I wasn’t the only slacker of the household. There was the sixty-year-old Sean who spent his days in his room playing his guitar and singing the same awful songs again and again. Having just spent ten years living in a treehouse in Mexico, he had come home for some surgery and gotten stuck here. He didn’t seem to have much money and he was looking for work. Occasionally he even found some, but it never lasted long. A week or two after starting he’d be back in his room strumming on that guitar once again. I couldn’t help but look at him and wonder if that was what awaited me in old age.
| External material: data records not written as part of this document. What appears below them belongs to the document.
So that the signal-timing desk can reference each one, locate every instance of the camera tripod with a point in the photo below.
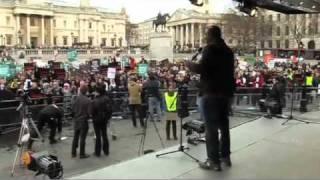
(291, 117)
(24, 135)
(144, 134)
(181, 147)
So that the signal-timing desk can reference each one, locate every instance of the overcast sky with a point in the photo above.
(140, 10)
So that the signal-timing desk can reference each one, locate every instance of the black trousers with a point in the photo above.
(215, 110)
(100, 129)
(133, 109)
(82, 135)
(174, 128)
(54, 124)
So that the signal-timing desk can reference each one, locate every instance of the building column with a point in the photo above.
(187, 34)
(28, 31)
(181, 36)
(42, 31)
(18, 29)
(200, 35)
(192, 35)
(51, 32)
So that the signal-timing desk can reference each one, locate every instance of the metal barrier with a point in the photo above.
(120, 103)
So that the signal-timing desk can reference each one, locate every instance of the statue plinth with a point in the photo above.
(161, 46)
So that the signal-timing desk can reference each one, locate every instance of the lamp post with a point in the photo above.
(18, 39)
(1, 36)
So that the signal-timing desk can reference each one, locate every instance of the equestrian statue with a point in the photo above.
(161, 21)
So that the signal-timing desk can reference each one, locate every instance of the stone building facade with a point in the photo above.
(282, 31)
(36, 23)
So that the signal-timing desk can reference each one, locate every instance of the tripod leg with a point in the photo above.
(36, 129)
(19, 145)
(143, 137)
(158, 133)
(15, 161)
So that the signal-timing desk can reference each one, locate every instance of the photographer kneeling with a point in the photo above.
(52, 115)
(276, 99)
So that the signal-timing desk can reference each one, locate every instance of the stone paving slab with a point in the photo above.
(262, 149)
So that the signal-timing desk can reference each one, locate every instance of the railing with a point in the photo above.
(246, 100)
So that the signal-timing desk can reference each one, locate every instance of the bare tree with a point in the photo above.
(241, 28)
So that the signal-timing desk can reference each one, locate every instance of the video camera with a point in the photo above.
(183, 108)
(43, 164)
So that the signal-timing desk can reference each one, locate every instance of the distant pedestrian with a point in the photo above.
(81, 115)
(101, 110)
(135, 90)
(171, 97)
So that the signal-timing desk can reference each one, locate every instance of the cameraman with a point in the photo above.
(101, 111)
(216, 69)
(152, 88)
(51, 115)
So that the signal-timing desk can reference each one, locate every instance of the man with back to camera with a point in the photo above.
(152, 88)
(81, 114)
(216, 69)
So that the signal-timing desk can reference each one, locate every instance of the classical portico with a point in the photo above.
(188, 28)
(38, 23)
(34, 30)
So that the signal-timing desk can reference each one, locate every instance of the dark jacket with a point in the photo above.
(277, 93)
(50, 111)
(217, 70)
(101, 109)
(81, 112)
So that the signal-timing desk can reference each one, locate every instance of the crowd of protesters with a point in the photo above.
(248, 76)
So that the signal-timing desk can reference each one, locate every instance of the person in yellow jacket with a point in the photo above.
(171, 97)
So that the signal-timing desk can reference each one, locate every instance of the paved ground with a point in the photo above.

I tried not to think about it really; it was an uneasy thought. I knew my path was far more likely to end his way than Thea’s. Apart from him there was Simon – the fifty-year-old conspiracy theorist who lived in a shed at the bottom of the garden. Now Simon did have a job as a sound engineer at a bar in town, but work was so sparse that he was rarely in. He had some other odd jobs that he worked here and there, but if no work could be found then he’d be in his shed smoking weed and watching YouTube conspiracy theory videos. At times I had to think, what was more of a madhouse – the clinic or the house. It was a close call and it did make me pause and reflect that I always seemed to end up in such environments. No doubt I was just another inmate in the madhouse too.